Chapitre 20
Le souvenir d'Éric
- Cessez vos recherches monsieur Ducarm, il est ici avec moi, et Patrice raccrocha.
Éric était assis devant la fenêtre. Malgré trois couvertures de laine sur les épaules, il grelottait. L'annonce de la mort de Steve ou la nuit à l'extérieur, on ne pouvait dire ce qui le faisait frisonner.
- Les policiers de Toronto ont maintenant les choses en main. Je crois bien qu'il serait plus prudent pour nous de ne pas bouger d'ici demain.
- Ils vont me retourner au centre?
- Ce n'est pas tout à fait leur premier souci, rassura Patrice qui se plaça devant Éric, véritable loque humaine.
- Tu aurais besoin d'une douche bouillante et de dormir un peu. De toute façon, j'ai du travail pour toute la journée. Je vais descendre te chercher à dîner.

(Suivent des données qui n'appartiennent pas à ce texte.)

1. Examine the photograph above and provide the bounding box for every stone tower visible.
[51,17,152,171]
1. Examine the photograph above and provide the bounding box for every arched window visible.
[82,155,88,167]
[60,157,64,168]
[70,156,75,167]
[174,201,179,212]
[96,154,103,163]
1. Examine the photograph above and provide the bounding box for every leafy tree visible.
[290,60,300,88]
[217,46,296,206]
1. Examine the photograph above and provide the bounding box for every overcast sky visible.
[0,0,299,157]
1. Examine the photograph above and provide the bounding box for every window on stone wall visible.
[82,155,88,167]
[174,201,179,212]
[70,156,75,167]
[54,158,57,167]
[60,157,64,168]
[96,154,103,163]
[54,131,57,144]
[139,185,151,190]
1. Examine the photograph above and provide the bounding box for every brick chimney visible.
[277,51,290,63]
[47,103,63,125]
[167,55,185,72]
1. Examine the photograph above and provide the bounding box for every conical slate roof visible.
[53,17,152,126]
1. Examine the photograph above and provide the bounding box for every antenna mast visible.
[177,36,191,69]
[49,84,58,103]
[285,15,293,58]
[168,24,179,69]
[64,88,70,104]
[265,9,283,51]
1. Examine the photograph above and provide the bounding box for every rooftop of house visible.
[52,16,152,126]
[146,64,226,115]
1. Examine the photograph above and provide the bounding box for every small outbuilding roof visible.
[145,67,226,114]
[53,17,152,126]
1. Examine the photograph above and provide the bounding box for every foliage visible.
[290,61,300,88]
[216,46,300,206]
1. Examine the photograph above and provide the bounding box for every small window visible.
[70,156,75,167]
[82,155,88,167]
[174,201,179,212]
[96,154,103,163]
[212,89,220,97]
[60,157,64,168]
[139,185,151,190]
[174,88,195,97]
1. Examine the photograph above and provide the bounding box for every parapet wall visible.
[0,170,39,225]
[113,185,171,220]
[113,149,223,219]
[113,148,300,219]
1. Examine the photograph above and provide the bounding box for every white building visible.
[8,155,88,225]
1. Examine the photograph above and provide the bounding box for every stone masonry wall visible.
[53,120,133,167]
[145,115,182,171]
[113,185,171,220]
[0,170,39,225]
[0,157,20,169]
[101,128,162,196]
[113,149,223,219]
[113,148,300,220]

Éric ne répondit pas. Son regard figé sur la rue Oiran ne pouvait plus bouger. Il vivait la peur de sa vie. Jamais il n'aurait cru que tout puisse aller si loin. Son aveuglement l'avait souvent poussé vers des actions dont il ne mesurait pas la portée et chaque fois, les conséquences furent moins fatales qu'au aujourd'hui. Il se demandait jusqu'où pouvait se rendre l'erreur une fois qu'on en avait pris conscience.
- J'ai pas faim, murmura Éric.
- C'est une farce ou quoi?
Patrice comprit la détresse dans laquelle Éric mijotait et n'avait pas le goût de l'inviter à en discuter. Au centre d'accueil, la stratégie différait: les bénéficiaires en état de choc étaient placés dans un climat tel qu'il ne leur restait, pour solution, que la confidence parfois même la délation, avec en prime, le traditionnel sermon rééducatif de l'éducateur. Patrice préférait laisser les gens vivre leurs événements et finalement en dégager les conclusions qui s'imposaient. Cela lui ressemblait davantage.
- Je remonte dans cinq minutes, reprit Patrice qui jeta un coup d'oeil vers son fugueur en fermant la porte derrière lui.
Éric se mit à pleurer comme un enfant, comme celui qu'il n'était plus depuis longtemps. Pour une des rares fois dans sa vie, il laisser monter ce sentiment étouffant de la peur et de l'angoisse mêlées.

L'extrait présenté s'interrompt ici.